When I asked why they did it, they simply said they did not understand the complicated API so they had no choice. Actually I have to admit that ics:setasset or assetset:getaatributevalues are definitely complex, but I never realized they are a real stopper for some people.
There are people simply they cannot use a system where there are many conventions and calls with multiple parameters. So I realized what they really needed an api very simple and immediate.
Something like:
Asset a = e.getAsset();
a.getString(“Title”)
So I started to wonder how to make a library simple as this.
JSP are supposed to be a sort of “extended html”, and you are supposed to perform your tasks using mostly only the tags. In practice, you always need to write complicated logic, and using tags for this is simply not an option. So you end up opening a scriptlet… and your entire JSP became a large snippet of embedded Java code.

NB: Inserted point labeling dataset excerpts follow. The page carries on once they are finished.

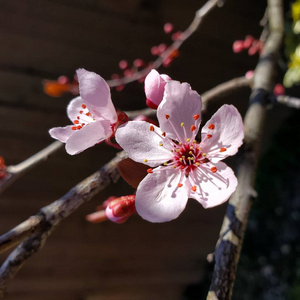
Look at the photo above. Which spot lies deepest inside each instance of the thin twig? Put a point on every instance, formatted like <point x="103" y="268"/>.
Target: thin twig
<point x="199" y="16"/>
<point x="229" y="245"/>
<point x="289" y="101"/>
<point x="50" y="216"/>
<point x="14" y="172"/>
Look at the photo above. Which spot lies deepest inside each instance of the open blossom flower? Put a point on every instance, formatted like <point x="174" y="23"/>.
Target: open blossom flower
<point x="154" y="88"/>
<point x="185" y="168"/>
<point x="93" y="115"/>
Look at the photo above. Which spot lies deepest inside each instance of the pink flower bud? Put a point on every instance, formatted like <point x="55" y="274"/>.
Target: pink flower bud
<point x="155" y="87"/>
<point x="238" y="46"/>
<point x="248" y="41"/>
<point x="168" y="28"/>
<point x="123" y="64"/>
<point x="120" y="209"/>
<point x="278" y="89"/>
<point x="249" y="74"/>
<point x="176" y="35"/>
<point x="138" y="63"/>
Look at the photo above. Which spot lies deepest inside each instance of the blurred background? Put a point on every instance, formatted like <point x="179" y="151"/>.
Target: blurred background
<point x="137" y="260"/>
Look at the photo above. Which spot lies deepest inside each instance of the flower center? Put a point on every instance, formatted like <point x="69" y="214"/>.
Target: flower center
<point x="83" y="118"/>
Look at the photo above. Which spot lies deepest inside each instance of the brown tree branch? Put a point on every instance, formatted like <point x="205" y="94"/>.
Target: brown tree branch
<point x="50" y="216"/>
<point x="229" y="245"/>
<point x="14" y="172"/>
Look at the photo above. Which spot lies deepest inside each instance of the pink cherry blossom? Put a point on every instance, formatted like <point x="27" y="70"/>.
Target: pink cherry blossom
<point x="93" y="115"/>
<point x="185" y="168"/>
<point x="154" y="88"/>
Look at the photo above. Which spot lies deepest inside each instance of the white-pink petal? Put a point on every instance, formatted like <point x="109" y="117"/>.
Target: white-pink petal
<point x="61" y="133"/>
<point x="155" y="86"/>
<point x="158" y="198"/>
<point x="143" y="145"/>
<point x="226" y="136"/>
<point x="95" y="93"/>
<point x="213" y="189"/>
<point x="88" y="136"/>
<point x="180" y="104"/>
<point x="74" y="107"/>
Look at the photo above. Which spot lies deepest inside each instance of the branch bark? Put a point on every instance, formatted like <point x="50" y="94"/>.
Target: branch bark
<point x="229" y="245"/>
<point x="50" y="216"/>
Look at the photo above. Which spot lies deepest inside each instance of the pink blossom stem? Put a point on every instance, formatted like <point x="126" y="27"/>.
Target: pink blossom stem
<point x="200" y="14"/>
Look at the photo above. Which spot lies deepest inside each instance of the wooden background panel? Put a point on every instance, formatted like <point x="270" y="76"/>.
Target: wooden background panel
<point x="44" y="39"/>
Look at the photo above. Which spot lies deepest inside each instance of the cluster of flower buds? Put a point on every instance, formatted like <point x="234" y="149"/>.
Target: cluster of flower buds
<point x="249" y="43"/>
<point x="56" y="88"/>
<point x="117" y="210"/>
<point x="128" y="69"/>
<point x="2" y="168"/>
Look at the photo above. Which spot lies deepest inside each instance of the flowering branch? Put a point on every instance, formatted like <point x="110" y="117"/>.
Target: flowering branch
<point x="200" y="15"/>
<point x="35" y="231"/>
<point x="229" y="245"/>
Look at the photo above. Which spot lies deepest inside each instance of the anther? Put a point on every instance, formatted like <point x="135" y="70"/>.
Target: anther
<point x="214" y="169"/>
<point x="193" y="127"/>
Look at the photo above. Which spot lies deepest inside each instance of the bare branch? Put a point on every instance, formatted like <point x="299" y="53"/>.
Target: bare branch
<point x="14" y="172"/>
<point x="49" y="217"/>
<point x="289" y="101"/>
<point x="200" y="15"/>
<point x="229" y="245"/>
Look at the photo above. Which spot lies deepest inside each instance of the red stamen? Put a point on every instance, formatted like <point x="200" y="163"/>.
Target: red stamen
<point x="214" y="169"/>
<point x="193" y="127"/>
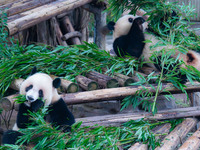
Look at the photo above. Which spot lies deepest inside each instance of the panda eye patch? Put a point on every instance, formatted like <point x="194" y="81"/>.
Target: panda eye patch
<point x="41" y="93"/>
<point x="130" y="20"/>
<point x="28" y="88"/>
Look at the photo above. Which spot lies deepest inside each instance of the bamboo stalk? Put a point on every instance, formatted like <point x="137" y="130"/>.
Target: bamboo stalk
<point x="86" y="83"/>
<point x="8" y="103"/>
<point x="103" y="80"/>
<point x="16" y="84"/>
<point x="161" y="129"/>
<point x="177" y="135"/>
<point x="193" y="142"/>
<point x="47" y="11"/>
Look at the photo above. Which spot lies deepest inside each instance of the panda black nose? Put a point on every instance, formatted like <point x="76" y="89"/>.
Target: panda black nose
<point x="30" y="98"/>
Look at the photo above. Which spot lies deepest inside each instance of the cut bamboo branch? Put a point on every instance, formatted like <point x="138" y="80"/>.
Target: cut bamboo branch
<point x="66" y="85"/>
<point x="68" y="27"/>
<point x="160" y="130"/>
<point x="86" y="83"/>
<point x="16" y="84"/>
<point x="103" y="80"/>
<point x="120" y="92"/>
<point x="123" y="80"/>
<point x="7" y="103"/>
<point x="45" y="12"/>
<point x="118" y="119"/>
<point x="71" y="35"/>
<point x="138" y="146"/>
<point x="177" y="135"/>
<point x="193" y="142"/>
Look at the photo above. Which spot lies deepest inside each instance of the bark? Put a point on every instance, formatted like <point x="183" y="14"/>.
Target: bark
<point x="43" y="13"/>
<point x="120" y="92"/>
<point x="193" y="142"/>
<point x="86" y="83"/>
<point x="103" y="80"/>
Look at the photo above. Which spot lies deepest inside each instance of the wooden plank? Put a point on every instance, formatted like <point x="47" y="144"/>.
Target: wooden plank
<point x="121" y="92"/>
<point x="177" y="135"/>
<point x="160" y="130"/>
<point x="45" y="12"/>
<point x="118" y="119"/>
<point x="193" y="142"/>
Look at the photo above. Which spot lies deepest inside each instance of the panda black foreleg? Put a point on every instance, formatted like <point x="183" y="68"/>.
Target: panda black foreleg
<point x="23" y="119"/>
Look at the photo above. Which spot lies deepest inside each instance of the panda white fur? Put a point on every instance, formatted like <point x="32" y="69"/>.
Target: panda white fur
<point x="122" y="28"/>
<point x="36" y="87"/>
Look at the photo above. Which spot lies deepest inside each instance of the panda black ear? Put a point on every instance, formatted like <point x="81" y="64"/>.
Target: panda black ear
<point x="111" y="25"/>
<point x="34" y="70"/>
<point x="56" y="82"/>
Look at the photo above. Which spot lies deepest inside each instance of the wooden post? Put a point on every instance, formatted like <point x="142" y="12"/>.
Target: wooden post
<point x="69" y="28"/>
<point x="100" y="21"/>
<point x="193" y="142"/>
<point x="177" y="135"/>
<point x="103" y="80"/>
<point x="86" y="83"/>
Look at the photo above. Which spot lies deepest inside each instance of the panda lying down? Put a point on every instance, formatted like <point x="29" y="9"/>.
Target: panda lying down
<point x="36" y="87"/>
<point x="129" y="37"/>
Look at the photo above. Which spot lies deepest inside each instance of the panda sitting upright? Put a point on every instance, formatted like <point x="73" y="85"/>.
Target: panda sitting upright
<point x="129" y="37"/>
<point x="36" y="87"/>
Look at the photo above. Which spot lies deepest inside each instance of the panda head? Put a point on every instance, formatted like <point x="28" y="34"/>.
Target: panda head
<point x="40" y="86"/>
<point x="123" y="25"/>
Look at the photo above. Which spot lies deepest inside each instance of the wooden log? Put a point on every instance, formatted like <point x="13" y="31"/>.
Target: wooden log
<point x="69" y="28"/>
<point x="8" y="103"/>
<point x="118" y="119"/>
<point x="120" y="92"/>
<point x="66" y="85"/>
<point x="24" y="5"/>
<point x="71" y="35"/>
<point x="193" y="142"/>
<point x="16" y="84"/>
<point x="160" y="130"/>
<point x="123" y="80"/>
<point x="86" y="83"/>
<point x="177" y="135"/>
<point x="45" y="12"/>
<point x="103" y="80"/>
<point x="59" y="34"/>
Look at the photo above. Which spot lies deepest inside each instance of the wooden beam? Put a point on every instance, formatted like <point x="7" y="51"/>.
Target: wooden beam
<point x="121" y="92"/>
<point x="193" y="142"/>
<point x="177" y="135"/>
<point x="24" y="5"/>
<point x="118" y="119"/>
<point x="43" y="13"/>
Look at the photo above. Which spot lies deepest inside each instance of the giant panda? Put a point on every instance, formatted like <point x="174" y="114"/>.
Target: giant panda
<point x="36" y="88"/>
<point x="122" y="28"/>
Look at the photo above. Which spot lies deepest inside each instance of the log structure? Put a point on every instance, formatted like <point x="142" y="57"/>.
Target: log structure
<point x="86" y="83"/>
<point x="103" y="80"/>
<point x="50" y="20"/>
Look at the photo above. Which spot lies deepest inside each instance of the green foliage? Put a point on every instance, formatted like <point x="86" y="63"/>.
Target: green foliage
<point x="44" y="136"/>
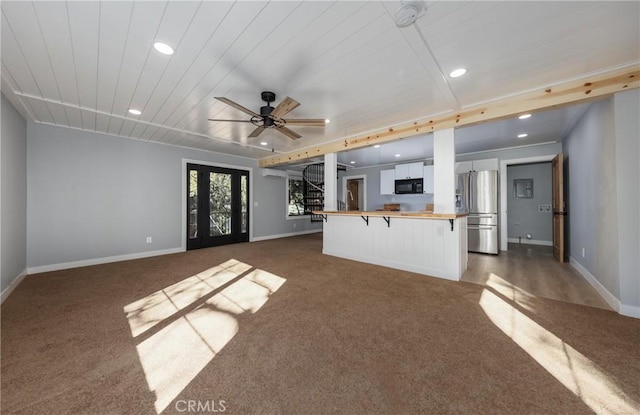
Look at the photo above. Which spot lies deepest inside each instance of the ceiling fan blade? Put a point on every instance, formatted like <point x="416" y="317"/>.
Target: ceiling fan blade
<point x="289" y="133"/>
<point x="257" y="131"/>
<point x="284" y="107"/>
<point x="309" y="122"/>
<point x="237" y="106"/>
<point x="213" y="119"/>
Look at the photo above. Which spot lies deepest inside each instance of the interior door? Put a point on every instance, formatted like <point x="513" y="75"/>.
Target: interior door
<point x="559" y="213"/>
<point x="352" y="195"/>
<point x="217" y="206"/>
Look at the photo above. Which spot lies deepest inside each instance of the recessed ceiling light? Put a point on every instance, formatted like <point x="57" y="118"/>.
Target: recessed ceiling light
<point x="457" y="72"/>
<point x="163" y="48"/>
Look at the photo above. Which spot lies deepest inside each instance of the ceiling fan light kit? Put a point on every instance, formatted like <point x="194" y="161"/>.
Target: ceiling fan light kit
<point x="409" y="12"/>
<point x="271" y="117"/>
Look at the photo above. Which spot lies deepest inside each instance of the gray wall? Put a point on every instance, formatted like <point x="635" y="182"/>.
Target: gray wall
<point x="627" y="124"/>
<point x="524" y="217"/>
<point x="94" y="196"/>
<point x="514" y="153"/>
<point x="590" y="179"/>
<point x="13" y="210"/>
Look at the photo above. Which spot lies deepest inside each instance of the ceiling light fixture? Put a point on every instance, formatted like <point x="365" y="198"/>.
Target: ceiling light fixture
<point x="409" y="12"/>
<point x="163" y="48"/>
<point x="456" y="73"/>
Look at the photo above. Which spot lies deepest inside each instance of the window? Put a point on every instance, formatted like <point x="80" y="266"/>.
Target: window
<point x="295" y="195"/>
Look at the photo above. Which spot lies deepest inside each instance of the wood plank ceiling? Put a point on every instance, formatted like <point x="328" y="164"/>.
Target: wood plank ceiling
<point x="84" y="64"/>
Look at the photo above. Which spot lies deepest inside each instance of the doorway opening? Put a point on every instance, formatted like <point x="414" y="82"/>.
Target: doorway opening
<point x="532" y="206"/>
<point x="217" y="206"/>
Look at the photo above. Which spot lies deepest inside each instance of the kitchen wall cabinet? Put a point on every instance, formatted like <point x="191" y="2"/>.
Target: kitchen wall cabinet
<point x="427" y="182"/>
<point x="387" y="182"/>
<point x="409" y="171"/>
<point x="476" y="165"/>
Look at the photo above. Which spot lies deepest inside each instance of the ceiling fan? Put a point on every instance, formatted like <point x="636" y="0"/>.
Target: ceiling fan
<point x="271" y="117"/>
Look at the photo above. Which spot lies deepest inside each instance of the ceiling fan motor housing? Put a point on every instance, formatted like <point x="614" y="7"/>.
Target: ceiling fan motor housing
<point x="268" y="96"/>
<point x="265" y="112"/>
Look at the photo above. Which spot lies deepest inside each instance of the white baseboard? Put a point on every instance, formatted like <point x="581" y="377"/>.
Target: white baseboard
<point x="284" y="235"/>
<point x="530" y="242"/>
<point x="608" y="297"/>
<point x="98" y="261"/>
<point x="16" y="281"/>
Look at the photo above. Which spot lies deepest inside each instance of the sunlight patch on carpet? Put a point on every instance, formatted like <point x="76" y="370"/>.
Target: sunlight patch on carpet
<point x="181" y="328"/>
<point x="510" y="291"/>
<point x="571" y="368"/>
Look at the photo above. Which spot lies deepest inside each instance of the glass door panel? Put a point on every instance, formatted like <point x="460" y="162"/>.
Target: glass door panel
<point x="217" y="206"/>
<point x="192" y="205"/>
<point x="220" y="204"/>
<point x="244" y="203"/>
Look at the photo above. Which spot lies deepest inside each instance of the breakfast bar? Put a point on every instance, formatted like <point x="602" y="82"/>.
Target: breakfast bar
<point x="432" y="244"/>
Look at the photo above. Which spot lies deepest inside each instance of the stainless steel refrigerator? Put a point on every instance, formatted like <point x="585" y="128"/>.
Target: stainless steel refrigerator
<point x="477" y="193"/>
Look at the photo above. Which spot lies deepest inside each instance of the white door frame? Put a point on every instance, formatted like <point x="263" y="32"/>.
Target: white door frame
<point x="504" y="231"/>
<point x="364" y="189"/>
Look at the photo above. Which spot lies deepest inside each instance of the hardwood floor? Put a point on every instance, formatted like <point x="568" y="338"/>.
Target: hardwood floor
<point x="532" y="270"/>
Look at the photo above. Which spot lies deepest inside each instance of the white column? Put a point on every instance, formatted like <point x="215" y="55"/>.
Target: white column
<point x="331" y="181"/>
<point x="444" y="175"/>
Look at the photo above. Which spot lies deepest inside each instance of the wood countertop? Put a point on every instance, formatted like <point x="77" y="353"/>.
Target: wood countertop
<point x="393" y="214"/>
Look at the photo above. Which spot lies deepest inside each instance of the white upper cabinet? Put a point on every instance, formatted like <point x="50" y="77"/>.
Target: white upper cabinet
<point x="476" y="165"/>
<point x="387" y="182"/>
<point x="409" y="171"/>
<point x="428" y="179"/>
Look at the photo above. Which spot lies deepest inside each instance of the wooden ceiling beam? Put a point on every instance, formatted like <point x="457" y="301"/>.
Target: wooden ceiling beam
<point x="573" y="92"/>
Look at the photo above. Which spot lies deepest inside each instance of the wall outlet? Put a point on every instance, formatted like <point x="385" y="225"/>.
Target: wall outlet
<point x="544" y="208"/>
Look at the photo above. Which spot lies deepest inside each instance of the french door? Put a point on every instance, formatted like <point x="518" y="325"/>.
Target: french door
<point x="217" y="206"/>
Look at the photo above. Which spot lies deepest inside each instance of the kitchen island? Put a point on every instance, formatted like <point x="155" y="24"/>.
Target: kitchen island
<point x="432" y="244"/>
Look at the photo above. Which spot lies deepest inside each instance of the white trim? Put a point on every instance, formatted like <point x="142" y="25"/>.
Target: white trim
<point x="185" y="161"/>
<point x="606" y="295"/>
<point x="529" y="242"/>
<point x="285" y="235"/>
<point x="629" y="310"/>
<point x="99" y="261"/>
<point x="16" y="281"/>
<point x="364" y="188"/>
<point x="503" y="192"/>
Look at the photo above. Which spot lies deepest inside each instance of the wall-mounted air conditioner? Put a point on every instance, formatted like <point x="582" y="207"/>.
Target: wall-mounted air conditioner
<point x="274" y="173"/>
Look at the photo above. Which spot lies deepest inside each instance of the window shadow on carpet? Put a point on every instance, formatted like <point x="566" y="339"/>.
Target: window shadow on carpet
<point x="178" y="330"/>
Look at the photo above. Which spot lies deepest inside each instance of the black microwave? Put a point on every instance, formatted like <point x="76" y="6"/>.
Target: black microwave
<point x="408" y="186"/>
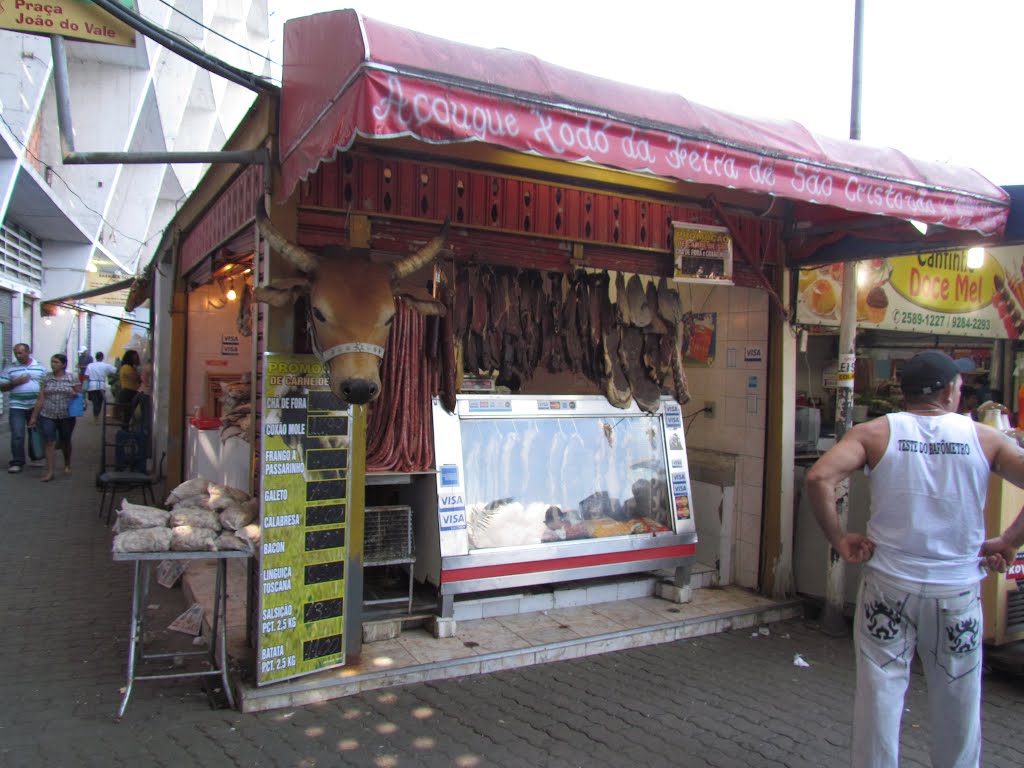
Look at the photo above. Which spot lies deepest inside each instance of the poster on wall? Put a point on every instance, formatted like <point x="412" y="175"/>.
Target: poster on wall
<point x="701" y="253"/>
<point x="74" y="18"/>
<point x="934" y="293"/>
<point x="305" y="464"/>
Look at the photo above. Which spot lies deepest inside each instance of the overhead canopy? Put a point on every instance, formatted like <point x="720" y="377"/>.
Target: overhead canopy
<point x="346" y="76"/>
<point x="93" y="292"/>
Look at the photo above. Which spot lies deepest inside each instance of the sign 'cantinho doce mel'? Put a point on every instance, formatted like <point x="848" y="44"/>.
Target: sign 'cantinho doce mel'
<point x="924" y="293"/>
<point x="73" y="18"/>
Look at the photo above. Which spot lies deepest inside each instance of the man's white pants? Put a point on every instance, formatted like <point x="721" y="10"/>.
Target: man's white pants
<point x="943" y="623"/>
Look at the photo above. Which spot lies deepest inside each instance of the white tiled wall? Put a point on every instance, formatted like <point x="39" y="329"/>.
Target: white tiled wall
<point x="738" y="388"/>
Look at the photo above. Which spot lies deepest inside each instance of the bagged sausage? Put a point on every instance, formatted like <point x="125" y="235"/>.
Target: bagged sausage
<point x="198" y="518"/>
<point x="143" y="540"/>
<point x="188" y="539"/>
<point x="138" y="516"/>
<point x="195" y="486"/>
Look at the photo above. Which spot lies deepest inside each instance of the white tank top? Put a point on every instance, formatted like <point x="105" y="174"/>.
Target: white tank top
<point x="928" y="499"/>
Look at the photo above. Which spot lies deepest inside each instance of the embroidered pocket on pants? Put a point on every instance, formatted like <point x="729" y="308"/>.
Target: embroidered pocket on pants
<point x="957" y="647"/>
<point x="882" y="626"/>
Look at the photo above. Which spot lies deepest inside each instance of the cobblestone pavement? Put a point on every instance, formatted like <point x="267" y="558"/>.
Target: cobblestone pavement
<point x="729" y="699"/>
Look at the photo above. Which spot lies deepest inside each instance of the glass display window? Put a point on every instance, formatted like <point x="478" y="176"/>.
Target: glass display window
<point x="538" y="480"/>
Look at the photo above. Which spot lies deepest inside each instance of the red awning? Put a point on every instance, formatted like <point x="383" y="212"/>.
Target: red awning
<point x="346" y="76"/>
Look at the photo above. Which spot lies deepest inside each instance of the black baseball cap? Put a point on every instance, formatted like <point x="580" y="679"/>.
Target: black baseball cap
<point x="930" y="371"/>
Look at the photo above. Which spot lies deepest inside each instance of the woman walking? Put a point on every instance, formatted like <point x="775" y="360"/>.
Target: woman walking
<point x="55" y="391"/>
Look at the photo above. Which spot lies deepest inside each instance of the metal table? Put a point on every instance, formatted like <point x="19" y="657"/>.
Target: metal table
<point x="217" y="651"/>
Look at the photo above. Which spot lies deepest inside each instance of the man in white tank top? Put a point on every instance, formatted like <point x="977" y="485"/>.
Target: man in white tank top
<point x="924" y="556"/>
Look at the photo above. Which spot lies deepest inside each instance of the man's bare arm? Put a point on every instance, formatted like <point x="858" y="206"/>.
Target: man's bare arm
<point x="843" y="460"/>
<point x="1005" y="456"/>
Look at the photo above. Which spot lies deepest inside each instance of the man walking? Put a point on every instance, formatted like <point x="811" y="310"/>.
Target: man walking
<point x="20" y="382"/>
<point x="924" y="558"/>
<point x="96" y="376"/>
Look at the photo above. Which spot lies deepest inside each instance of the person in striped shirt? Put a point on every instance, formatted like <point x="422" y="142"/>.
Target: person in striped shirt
<point x="20" y="382"/>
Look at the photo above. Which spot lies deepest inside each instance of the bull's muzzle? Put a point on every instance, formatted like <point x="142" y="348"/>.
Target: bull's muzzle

Except, you soon realize that the embedded Java within a JSP is NOT full Java. You cannot create a class and share it. So you cannot even have a method used in 2 different templates, you need to duplicate the code. The biggest advantage of Java (code reuse) is simply not available.
Indeed this is what many Sites implementations are: a giant copy and paste of the same code repeated with modifications spread everywhere. A real maintenance nightmare.
Take a team of untrained developers, working without a good knowledge of the system, using a shared enviroment, working with copy and paste programming, and having to apply a mockup that is changing all the time. What you get? Answer: a giant number of issues. What is worse at every change you can break something so you may end up having to retest the entire site.
The customer kept asking me again and again: is it possible to automate tests? I wished all the time I could have answered something better than “yeah, you can use selenium”….
The customer kept changing the content model. Basically with no planning: every time they needed someting they added an attribute somewhere, with a lot of duplication of content too. Then they hacked the code to use it.
Since we were forbidden to use their development server, we kept wasting time exporting their model in a copy (a Jump Start) were we could do the development. The process was more time expensive than doing everything else. I think we spent 2/3 of the time moving content model back and forth. The problem was also that the customer refused to acknowledge that time as “coding time” so the process made us to actually lose money.
Here I realized in no way you have to do this. A reference enviroment where people changes things and then copy back is basically conceptually wrong. You need a development enviroment in local machines for every developer, then use some build script for deployment.
But never apply change in a shared enviroment. Sooner or later that enviroment will became unaccessible leaving you in the dust.
It is actually a bit more that just moving the content model. The entire system is comprised of many different pieces: extension code, imported elements, xml configuration files and so on. Putting all of this manually is really like having to compose a puzzle every day.
We also had a lot of deployment problems because the many different pieces. Assembling the whole reading a document is awkward and really dangerous. You need a build script and a setup script. You need some code that will take care of automatically deploying all the pieces. Without it, you will end up forgetting pieces and then spending hours to figure out what is missing.
After this nightmare, I was determined to create something we can use for ourselves to save our life from all the problems that plain Fatwire (and Sites) poses. So I created something that:
1. really separates HTML from Java
2. allows to use full Java, without any limitation
3. it has a simple api for starters and common tasks
4. it has an installer for automated build
5. it has support for automated tests
AgileSites was born! How it was applied to real world project is another story, I will tell in another post.